I grew up in the communist regime in a small communal one-room flat with my mom and dad. They slept in the kitchen, and I was in the room, which served as our living room during the day and my bedroom at night. But we were lucky because we did not have to live in a shared apartment as was common in the USSR, where whole families had to live with complete strangers. As Gregory (Grisha) Freidin, professor of Russian literature at Stanford University, remembers his childhood,

‘On one side of my room was the man who washed corpses at the local morgue. There were two rooms where the mother and father served in the KGB. Then there was the woman whose husband was serving a sentence for stealing bread from the bread factory where he worked’ (The Kitchen Sisters, 2014).

These were my first associations when reading Townsend’s Smart Cities, where he not only writes about the concept of a smart city as an automated digital infrastructure but calls for an overall change in the social order on a global scale, using terms like the ‘sharing economy’ ( Townsend, 2013: pp 15 -16). It may sound like the ultimate solution to reach a utopian society, and the same romanticized narrative can be found in  Forbes by Ida Auken, in which she describes people who own nothing, do not even have their own apartments, but share rooms in the principle of ‘rotating use’ – when the room empty, it will be used by whoever appears first.

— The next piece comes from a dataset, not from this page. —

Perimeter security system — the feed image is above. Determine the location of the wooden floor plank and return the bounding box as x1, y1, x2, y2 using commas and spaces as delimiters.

And while such a vision of the city and life, in general, may indeed sound like the best option, it should be mentioned that young Westerners who have grown up in abundance are most prone to such ideas. They had their own rooms in large houses, which, especially in America, have at least two bathrooms and several rooms, including a separate guest room, living room, etc. And, of course, it is all owned by their parents who, except maybe with friends or family, never shared their homes with strangers. However, let’s assume you offer an identical vision to people who grew up in poverty and were forced by the state to live with strangers. In that case, whether they will accept that concept as an option is highly questionable. Especially considering the fact they know that these ideas do not come from the citizens themselves but from the WEF – the World Economic Forum, a private elite club that gathers the wealthiest and most powerful individuals in the world who fly to Davos every year in their private jets to decide the fate of billions of people, but without any intention to possibly involve themselves, by their own example, in the circular economy or ‘shared economy’ process. The text in Forbes is mentioned as ‘WEF contribution’, and Townsend, as it turned out, is also a WEF contributor, so it is not strange that I found so much similarity between his vision and Ida’s dream.

Having in mind that Klaus Schwab, founder of WEF, recently proudly announced that they are ‘penetrating the cabinets’,

it is not unusual to see that the citizens, even in Western counties such as the UK, are not particularly thrilled with the ideas of smart cities in general, including ULEZ (MyLondon, 2023) and implementations of concepts such as ’15 minutes city’ which is not grassroots in Britain but is a global agenda present in Croatia, and other countries.

Smart City koncept: 15-minutni grad, 2021, Pametni grad

Smart City koncept: 15-minutni grad, 2021, Pametni grad

All mentioned above leads us to the main problem and question – who will live in a smart city, and who will be the actual owner of these cities?

Unknown,(2023) Twitter


Anthony Townsend, World Economic Forum [Online]. Available at: https://www.weforum.org/people/anthony-townsend (Accessed: 20.03. 2023).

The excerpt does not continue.